The ORS Office has concluded that adapting the ISET and SPA standards into the spacecraft architecture and RRSW operation along with adopting the standards currently used by the C2/TPED and launch communities represents the most effective means for the ORS Office to operate like a U-2 Wing while supporting fast and seamless integration into existing theater operational architectures.

Summary

An agile space environment represents the most viable strategy for responding to the broad post–Cold War spectrum of risk within a rapidly changing technology-driven world. Increased operations tempo and diminishing budgets are driving the national security space community to pursue more flexible and economical means of responding to global threats. Open architectures and standards clearly enable more flexible and timely responses to warfighter needs with their ability to more rapidly incorporate the latest technological advances while reducing development and operational costs.

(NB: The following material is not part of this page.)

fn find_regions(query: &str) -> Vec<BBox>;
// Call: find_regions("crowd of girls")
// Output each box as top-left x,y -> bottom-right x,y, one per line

The ORS Office conducted several demonstrations using the Space Plug-and-Play Avionics (SPA) standard-enabled spacecraft developed by the Air Force Research Laboratory at Kirtland Air Force Base, New Mexico. These demonstrations helped define an early baseline of processes, metrics, and lessons learned for defining the prototype Rapid Response Space Works called "Chile Works." Technicians were able to assemble a fully functional plug-and-play bus (shown) from its component piece parts in less than four hours.

Achieving open architectures and standards for space is not without challenges. The low market volume that characterizes the existing environment for space systems makes it unpalatable for the space industry to invest in significant, nonrecurring expenses and adopt modular and open architectures without expecting a sufficient return on investment. Getting the space industry on board with these standards requires commitment from the broader government community. On the other hand, government commitment requires adequate demonstration of these new architectures and standards to instill confidence, establish flight heritage, and address mission assurance. Rapidly demonstrating new architectures and standards for exquisite systems that require higher mission assurance is just not possible within current acquisition budgets and timelines. The ORS Office may be able to provide a solution to this "chicken and egg" problem. It offers the broader space community an economical and low-risk proving ground to quickly gain flight heritage for new open architectures and standards that can equally enable the objectives of "good enough" or "exquisite" space capabilities.

Although driven to deliver assured space power that is focused on timely satisfaction of JFC needs, the ORS Office also offers an opportunity for collaboration across the greater space community that is focused on mutually beneficial architectures and standards that support overall rapid response, innovation, and reduced costs.